21 Sep'17

Uber file lawsuit against Fetch for fraudulent advertisement


Bloomberg report ‘Uber is suing ad agency for click fraud’.


Uber are suing Fetch Media for fraudulent ads. They are aiming for at least $40 million for compensation. Bloomberg’s source are ‘people familiar with the matter, who asked not to be identified disclosing legal plans’.


Fetch’s responsibility is to buy ad placements and analyse how well they do, focusing on ads for mobile devices.


Uber are specifically accusing Fetch of running ads on websites that they did not want to be associated with, such as Breitbart, as well as Fetch’s claim for apps downloaded that they were not responsible for.


In response to the filed law suit, James Connolly, Fetch Chief Executive Officer, released the statement ‘We are shocked by Uber’s allegations which are unsubstantiated, completely without merit, and purposefully inflammatory so as to draw attention away from Uber’s unprofessional behavior and failure to pay suppliers,’


Connolly adds, “Fetch takes ad fraud extremely seriously and has been working with clients and suppliers to minimize its impact within ad networks,”


Talking to Campaign, Connolly, said they ‘had terminated its deal with Uber months ago after it stopped paying invoices for services provided by more than 50 small business suppliers engaged by Fetch to place Uber’s mobile advertising.’


Fetch may take fraud seriously, and deny the allegations, but with ’50 small businesses’ all working on Uber’s display advertisement, miscommunication within the network can occur. In addition, it is a difficult to monitor all of those within the network to make sure they were complying with legislations.


In Digiday’s cover of the new story, they look at ‘Why the Uber-Fetch lawsuit won’t change anything’. One of these reasons for this covered is the ‘clients setting unfair objectives’. An executive, who remains anonymous, is quoted saying for companies to set agencies chasing volume of installs this ‘results in fraudulent activity because fraudsters follow the money.’

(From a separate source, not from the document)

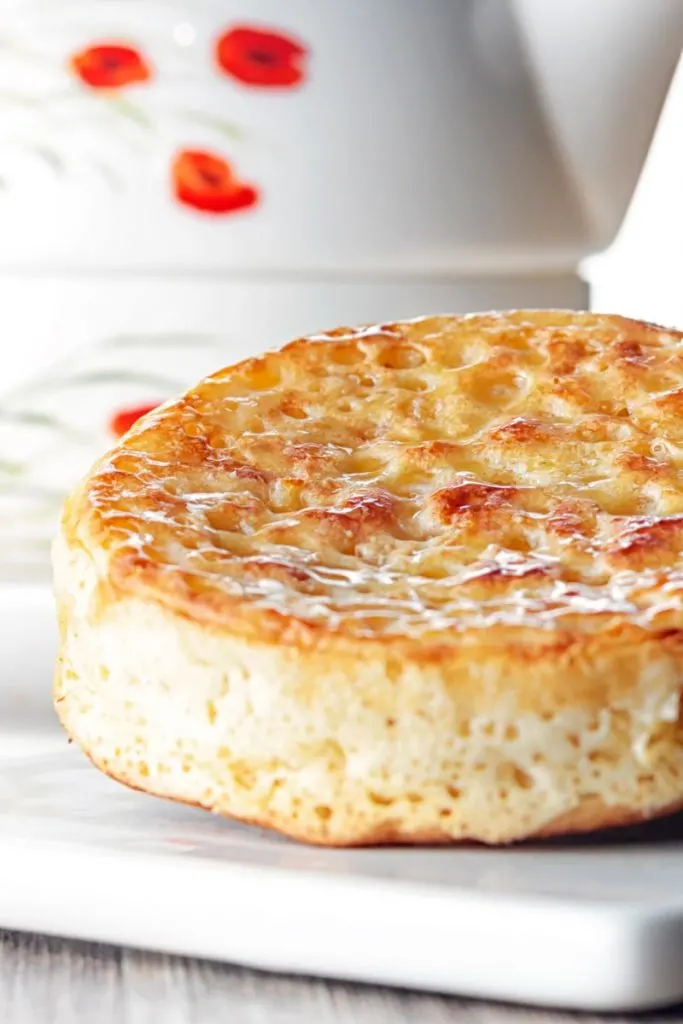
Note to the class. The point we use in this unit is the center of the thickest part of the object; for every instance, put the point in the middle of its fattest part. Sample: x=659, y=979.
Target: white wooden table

The anonymous speaker summaries, ‘Essentially, the digital media world rewards some level of fraudulence.’


On the other side, another anonymous executive is quoted saying, ‘mobile ad fraud has been known about for a while’ but many ‘have done little about it, mainly because they haven’t had to care about it.’



If Uber wins the case, then this will cost Fetch significantly. But it goes beyond this. It will significantly affect the rest of the ad industry. Companies will have more courage to act against fraudulent advertising.